I call an appliance repairman. He comes out next day. Hits me with the $70 service call---finds nothing. Machine works fine.
20 minutes after he leaves--water is everywhere.
I say "phuck this sh*t". go down the street (less than a 1/2 mile) buy another washer (scratch and dent for $240, nothing extravagent--just a functional unit). Hook it up. Wash a load of clothes. All is fine.
FFWD to last night, wash another load...water is every phuckin' where. I'm like what the living phuck. Turn washer on again--begins washing clothes w/no hitch. It gets ready to engage to the spin cycle and drain the water in the basin to the drain tube in the wall. The water backs up.
Muhphucka...this rent office is gonna hear it. I got rid of a perfectly good washing machine and I'm out a couple hundo because of they bullsh*t.
Hangin' w/Mr. Cooper -------------------
I want a mini cooper s. Not even a new one. a 2008 John Cooper Works.
Bug Infestation --------------
I also want a VW bug to satisfy the itch of the one I had in high school that I never got running. I don't even want an old one. I'll take the New Beetle and just flip it---but I do understand that they are not the most masculine of cars. Luckily my girl said "get one and I'll ride with you".
Does that make her my "ride or die chick". Probably not.
No Funds, No fun. ------------------
So in addition to the washing machine fiasco, It also all occurred within the same 48 hr period when I had to pay for this partial month of rent, pay my son's fall basketball fee, renew my car and renters insurance.
Nothing is worse than thinkin' you have some free and extra money, so I went ahead and bought the big dawg $100 Sam's Club membership, then my son's friends mom called me and was like "you register Greasy, Jr" for bball? We want to try to get all our boys on the same team so you need to do it now. That was another hunnid.
Then the washin' machine sh*t happens. Oh and then my son comes home with a phuckin' Boy Scouts renewal fee notice for $50.

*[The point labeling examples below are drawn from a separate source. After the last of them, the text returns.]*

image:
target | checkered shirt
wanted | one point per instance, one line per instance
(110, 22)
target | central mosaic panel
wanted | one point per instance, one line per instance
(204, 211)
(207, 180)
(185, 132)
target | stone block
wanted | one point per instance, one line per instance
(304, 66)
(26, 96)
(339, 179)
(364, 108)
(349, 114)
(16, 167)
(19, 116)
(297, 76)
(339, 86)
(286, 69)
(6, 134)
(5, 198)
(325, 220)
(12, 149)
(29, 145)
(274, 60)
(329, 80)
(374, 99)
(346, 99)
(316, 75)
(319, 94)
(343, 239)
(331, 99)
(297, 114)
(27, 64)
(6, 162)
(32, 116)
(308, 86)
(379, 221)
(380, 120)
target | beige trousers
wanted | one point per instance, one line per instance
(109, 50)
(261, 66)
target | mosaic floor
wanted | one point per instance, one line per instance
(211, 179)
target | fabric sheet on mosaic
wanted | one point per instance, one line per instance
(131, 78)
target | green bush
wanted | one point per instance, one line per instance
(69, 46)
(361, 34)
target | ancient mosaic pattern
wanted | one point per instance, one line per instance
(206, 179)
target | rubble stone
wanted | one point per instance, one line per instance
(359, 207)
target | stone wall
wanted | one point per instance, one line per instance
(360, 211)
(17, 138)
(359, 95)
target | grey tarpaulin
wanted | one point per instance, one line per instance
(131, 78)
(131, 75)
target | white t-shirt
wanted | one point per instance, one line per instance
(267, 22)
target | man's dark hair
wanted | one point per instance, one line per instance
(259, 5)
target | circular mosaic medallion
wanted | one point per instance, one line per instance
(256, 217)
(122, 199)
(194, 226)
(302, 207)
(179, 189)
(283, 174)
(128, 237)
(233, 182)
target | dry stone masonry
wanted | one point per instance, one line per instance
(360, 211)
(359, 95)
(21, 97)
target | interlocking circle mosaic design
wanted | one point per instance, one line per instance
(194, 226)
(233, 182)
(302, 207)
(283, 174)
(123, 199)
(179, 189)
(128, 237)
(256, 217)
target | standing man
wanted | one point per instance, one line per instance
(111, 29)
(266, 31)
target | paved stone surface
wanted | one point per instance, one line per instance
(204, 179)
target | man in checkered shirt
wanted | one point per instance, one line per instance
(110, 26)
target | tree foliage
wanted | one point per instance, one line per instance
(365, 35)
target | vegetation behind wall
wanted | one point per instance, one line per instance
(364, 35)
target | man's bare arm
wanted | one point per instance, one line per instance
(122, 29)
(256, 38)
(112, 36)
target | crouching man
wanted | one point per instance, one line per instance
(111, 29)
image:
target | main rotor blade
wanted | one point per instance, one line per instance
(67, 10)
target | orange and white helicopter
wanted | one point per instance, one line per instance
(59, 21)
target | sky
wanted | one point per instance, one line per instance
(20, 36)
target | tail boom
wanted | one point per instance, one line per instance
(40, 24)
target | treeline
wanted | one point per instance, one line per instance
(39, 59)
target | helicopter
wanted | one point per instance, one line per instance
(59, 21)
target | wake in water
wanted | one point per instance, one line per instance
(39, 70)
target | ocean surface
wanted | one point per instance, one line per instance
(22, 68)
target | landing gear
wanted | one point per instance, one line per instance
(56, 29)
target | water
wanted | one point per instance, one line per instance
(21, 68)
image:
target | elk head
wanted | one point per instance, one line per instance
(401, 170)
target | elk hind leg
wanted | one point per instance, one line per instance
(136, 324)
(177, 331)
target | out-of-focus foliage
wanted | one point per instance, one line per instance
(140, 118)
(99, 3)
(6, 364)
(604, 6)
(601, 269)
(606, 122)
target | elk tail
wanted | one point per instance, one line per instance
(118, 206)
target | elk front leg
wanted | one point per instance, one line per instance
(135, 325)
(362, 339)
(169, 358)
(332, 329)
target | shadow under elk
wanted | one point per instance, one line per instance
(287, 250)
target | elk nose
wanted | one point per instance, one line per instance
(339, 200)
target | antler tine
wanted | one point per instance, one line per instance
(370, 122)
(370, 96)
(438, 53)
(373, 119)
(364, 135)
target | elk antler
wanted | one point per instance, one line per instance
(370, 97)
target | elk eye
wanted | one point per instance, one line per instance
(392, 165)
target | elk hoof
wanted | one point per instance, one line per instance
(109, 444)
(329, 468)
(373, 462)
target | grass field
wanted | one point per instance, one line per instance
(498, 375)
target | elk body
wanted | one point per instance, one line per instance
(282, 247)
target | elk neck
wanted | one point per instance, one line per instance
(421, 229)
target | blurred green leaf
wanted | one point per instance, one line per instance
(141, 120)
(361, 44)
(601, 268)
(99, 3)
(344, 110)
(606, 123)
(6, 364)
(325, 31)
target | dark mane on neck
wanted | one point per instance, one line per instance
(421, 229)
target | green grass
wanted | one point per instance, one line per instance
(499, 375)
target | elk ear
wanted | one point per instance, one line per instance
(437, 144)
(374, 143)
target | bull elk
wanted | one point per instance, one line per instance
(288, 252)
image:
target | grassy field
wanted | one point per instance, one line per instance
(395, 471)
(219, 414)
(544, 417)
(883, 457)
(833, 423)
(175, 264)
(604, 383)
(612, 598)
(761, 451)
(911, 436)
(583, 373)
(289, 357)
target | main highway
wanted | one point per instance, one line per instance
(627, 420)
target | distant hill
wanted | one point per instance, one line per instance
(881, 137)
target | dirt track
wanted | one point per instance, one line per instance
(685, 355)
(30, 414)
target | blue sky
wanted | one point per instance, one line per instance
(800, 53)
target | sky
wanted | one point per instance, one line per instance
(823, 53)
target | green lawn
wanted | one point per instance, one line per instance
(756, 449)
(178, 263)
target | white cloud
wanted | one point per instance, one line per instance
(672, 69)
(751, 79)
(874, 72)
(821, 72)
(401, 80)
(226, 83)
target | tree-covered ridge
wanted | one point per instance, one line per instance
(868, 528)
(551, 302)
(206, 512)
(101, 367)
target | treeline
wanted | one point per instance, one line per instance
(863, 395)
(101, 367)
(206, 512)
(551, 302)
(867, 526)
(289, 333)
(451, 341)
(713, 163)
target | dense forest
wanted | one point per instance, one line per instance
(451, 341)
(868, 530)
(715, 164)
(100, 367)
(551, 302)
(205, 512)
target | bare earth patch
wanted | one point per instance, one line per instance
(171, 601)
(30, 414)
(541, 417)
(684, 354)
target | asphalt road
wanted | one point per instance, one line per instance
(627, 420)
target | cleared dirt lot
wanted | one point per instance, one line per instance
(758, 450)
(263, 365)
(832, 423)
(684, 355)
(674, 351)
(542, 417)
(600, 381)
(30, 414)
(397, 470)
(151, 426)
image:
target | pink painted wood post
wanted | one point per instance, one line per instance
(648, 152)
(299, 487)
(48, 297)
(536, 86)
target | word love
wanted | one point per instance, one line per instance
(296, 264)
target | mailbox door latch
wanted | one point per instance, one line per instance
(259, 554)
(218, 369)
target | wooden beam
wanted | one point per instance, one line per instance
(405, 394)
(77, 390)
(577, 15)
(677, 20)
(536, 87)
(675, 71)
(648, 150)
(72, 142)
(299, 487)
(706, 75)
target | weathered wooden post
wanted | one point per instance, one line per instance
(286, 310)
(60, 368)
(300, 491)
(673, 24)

We sittin' in the house this weekend and washin' clothes just as soon as these muhphuckas come and fix that damn drainage pipe.
Violation ----------
My white co-worker asked me to go see Straight Out Of Compton with him? I asked why? He said because "I can't go see it by myself".
I walked away.
You are not about to make me your token black friend so that you can have an "in" to black culture and feel the safety that my epidermis brings in minority based situations.